TOKYO: Oscar-winning Japanese animator Hayao Miyazaki said on Friday he will make no more of the full-length films that have brought him global fame, confessing that his real love is drawing and – at age 72 – he is tired of directing.
Miyazaki’s latest film, “The Wind Rises”, claimed a coveted competition slot at the current Venice Film Festival. He won an Academy Award for “Spirited Away” and many other Japanese and international prizes.
But Miyazaki told a packed news conference that the stresses of directing long films made with the hand-drawing techniques he swears by were starting to wear him down.
“I have never once thought I was glad I became a director but I have been glad I’m an animator many, many times,” he told about 600 journalists gathered at a Tokyo hotel.

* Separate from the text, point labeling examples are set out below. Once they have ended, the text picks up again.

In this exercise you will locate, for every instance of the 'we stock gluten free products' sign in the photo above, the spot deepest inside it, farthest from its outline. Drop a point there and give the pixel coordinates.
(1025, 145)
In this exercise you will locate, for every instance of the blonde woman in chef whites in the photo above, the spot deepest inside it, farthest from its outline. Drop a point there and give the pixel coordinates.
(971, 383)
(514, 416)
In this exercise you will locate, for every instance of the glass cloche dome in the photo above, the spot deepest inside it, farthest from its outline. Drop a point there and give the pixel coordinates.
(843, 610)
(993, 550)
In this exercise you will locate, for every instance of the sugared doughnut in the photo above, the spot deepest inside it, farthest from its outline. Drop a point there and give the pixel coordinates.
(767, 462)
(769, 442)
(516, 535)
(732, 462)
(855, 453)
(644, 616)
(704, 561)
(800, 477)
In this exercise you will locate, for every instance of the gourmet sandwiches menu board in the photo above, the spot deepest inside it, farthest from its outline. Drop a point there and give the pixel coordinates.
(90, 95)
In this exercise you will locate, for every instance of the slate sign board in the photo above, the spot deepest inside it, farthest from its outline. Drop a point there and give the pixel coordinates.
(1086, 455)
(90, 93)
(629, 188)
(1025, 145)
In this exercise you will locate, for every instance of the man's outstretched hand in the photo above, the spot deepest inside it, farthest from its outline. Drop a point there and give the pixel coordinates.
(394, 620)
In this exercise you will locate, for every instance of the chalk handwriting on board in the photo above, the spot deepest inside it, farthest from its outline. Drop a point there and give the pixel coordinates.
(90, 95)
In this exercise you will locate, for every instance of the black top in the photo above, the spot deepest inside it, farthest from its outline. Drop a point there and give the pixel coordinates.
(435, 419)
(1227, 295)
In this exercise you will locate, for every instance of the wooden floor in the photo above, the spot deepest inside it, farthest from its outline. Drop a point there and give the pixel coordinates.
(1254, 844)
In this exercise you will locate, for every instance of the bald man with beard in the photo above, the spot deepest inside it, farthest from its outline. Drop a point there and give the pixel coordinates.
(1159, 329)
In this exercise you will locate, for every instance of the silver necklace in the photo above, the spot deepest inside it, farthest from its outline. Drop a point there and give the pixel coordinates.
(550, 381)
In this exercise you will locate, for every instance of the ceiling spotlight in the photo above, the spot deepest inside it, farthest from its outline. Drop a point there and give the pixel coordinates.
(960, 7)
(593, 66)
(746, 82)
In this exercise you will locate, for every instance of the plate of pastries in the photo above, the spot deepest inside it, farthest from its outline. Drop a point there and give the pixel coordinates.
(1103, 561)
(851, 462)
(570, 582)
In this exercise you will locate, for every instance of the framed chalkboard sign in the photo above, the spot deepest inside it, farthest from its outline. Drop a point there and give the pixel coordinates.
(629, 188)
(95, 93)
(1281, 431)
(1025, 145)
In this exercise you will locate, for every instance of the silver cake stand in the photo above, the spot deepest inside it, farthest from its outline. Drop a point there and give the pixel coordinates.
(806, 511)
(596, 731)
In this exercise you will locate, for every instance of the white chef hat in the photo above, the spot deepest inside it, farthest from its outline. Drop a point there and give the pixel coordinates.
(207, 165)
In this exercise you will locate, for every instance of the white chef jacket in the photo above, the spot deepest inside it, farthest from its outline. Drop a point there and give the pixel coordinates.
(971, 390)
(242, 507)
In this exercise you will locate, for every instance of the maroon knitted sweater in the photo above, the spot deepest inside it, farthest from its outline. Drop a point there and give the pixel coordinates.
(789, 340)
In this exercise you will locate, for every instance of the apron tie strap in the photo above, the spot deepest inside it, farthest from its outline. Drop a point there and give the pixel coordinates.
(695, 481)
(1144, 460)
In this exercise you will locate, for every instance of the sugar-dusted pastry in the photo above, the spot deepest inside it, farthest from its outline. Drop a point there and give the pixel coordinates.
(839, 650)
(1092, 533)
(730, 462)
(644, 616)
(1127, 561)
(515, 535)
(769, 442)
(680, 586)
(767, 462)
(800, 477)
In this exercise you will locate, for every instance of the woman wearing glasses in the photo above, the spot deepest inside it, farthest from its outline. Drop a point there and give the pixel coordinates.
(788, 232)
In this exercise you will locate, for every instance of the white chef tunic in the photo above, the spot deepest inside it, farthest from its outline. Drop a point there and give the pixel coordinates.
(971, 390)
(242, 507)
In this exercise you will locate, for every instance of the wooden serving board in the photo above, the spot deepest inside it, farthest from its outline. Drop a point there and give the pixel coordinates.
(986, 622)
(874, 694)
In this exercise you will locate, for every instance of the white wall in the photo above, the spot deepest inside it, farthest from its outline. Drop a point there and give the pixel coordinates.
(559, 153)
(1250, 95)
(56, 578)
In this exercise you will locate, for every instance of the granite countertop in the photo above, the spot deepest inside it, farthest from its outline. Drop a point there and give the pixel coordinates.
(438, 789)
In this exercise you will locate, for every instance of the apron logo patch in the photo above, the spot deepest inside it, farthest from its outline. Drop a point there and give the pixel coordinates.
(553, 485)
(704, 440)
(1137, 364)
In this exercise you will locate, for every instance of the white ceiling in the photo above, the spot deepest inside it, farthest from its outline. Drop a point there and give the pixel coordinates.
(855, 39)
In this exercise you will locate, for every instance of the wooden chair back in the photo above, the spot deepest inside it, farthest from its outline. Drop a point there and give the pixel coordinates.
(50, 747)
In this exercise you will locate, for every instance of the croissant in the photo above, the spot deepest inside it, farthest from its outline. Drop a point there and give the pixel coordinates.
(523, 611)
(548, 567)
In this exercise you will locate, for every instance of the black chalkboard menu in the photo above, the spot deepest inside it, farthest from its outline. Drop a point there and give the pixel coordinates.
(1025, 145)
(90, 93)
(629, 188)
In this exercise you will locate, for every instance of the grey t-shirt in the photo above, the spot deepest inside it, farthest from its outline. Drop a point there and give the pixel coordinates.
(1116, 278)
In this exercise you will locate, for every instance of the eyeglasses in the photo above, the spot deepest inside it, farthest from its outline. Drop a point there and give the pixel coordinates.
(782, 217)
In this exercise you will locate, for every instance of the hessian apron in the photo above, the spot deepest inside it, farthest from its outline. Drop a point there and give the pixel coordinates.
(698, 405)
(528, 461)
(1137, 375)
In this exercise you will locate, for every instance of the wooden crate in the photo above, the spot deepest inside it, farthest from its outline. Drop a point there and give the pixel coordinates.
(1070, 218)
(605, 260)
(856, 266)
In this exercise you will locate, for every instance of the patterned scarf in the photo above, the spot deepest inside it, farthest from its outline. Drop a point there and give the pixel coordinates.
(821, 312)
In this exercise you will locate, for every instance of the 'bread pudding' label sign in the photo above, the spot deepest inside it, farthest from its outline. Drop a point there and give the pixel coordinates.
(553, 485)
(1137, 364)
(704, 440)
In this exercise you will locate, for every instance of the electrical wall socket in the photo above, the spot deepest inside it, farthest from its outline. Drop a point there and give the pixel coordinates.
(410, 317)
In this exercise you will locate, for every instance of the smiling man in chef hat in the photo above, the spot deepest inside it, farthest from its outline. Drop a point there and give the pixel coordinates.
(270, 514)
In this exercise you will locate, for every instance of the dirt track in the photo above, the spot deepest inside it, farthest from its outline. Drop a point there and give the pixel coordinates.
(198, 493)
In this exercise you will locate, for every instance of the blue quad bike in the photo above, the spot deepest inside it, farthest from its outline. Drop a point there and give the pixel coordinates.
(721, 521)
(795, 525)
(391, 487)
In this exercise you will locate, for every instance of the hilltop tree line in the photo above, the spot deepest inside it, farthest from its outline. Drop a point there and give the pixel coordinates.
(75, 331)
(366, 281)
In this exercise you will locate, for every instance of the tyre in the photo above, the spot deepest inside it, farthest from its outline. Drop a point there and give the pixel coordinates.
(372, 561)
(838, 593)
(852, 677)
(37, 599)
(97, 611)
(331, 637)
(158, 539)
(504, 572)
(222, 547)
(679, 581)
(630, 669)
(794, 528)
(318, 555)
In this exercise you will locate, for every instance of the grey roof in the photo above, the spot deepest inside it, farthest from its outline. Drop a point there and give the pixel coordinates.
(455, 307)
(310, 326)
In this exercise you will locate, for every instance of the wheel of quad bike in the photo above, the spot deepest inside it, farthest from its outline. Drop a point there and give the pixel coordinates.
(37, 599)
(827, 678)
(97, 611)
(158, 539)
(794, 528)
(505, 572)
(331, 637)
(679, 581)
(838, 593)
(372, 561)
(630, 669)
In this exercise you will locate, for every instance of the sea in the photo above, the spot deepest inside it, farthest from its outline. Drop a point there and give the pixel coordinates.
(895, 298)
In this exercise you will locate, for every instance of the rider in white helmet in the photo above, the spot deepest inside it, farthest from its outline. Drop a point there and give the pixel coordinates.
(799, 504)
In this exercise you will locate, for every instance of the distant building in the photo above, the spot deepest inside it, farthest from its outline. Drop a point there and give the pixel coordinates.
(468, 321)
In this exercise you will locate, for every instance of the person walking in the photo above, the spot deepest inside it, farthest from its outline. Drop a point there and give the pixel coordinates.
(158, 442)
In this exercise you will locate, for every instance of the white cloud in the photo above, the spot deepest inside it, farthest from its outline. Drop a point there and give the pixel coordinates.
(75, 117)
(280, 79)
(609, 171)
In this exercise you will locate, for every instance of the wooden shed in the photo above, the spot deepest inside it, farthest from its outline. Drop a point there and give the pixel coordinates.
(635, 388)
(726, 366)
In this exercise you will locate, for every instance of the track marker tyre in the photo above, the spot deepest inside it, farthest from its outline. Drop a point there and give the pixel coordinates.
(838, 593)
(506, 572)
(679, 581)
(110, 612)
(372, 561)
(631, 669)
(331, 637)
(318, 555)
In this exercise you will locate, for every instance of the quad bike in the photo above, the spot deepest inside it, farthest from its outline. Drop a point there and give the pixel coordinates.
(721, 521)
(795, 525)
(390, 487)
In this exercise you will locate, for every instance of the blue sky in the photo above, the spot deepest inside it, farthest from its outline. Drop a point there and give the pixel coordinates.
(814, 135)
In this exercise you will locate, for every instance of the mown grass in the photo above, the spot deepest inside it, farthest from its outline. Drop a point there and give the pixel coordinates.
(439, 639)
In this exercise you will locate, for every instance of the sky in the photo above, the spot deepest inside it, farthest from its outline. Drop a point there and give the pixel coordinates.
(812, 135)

“To be an animator, if you are able to perfectly capture the water or the wind, you’ll be really happy for the next few days … But if you’re the director, you have to make all the judgments. It’s not good for my stomach.”
A bit of a break lies ahead but Miyazaki said he intended to work “for the next 10 years or so, as long as I can still drive a car to the studio”. He has numerous projects in mind, including renewing the exhibits at the popular Ghibli Museum west of Tokyo that showcases the work of his studio.
“The Wind Rises,” Miyazaki’s 11th feature film, is based on the life of the man who designed Japan’s feared Zero fighter plane used in World War Two and highlights the dangers of war and nationalism.
It triggered a wave of unprecedented criticism of Miyazaki, ranging from people saying he glamorized war to others who accused him of being a traitor.
The theme was underlined by Miyazaki in a scathing essay in mid-July about Prime Minister Shinzo Abe’s proposals to revise Japan’s pacifist constitution.
Known for vivid colors and loving depictions of landscapes, Miyazaki’s films – which include “Princess Mononoke” and “My Neighbour Totoro” – still rely primarily on hand-drawing each frame. Miyazaki’s Studio Ghibli employs a team of animators but he developed the storyboards and drew many of the frames.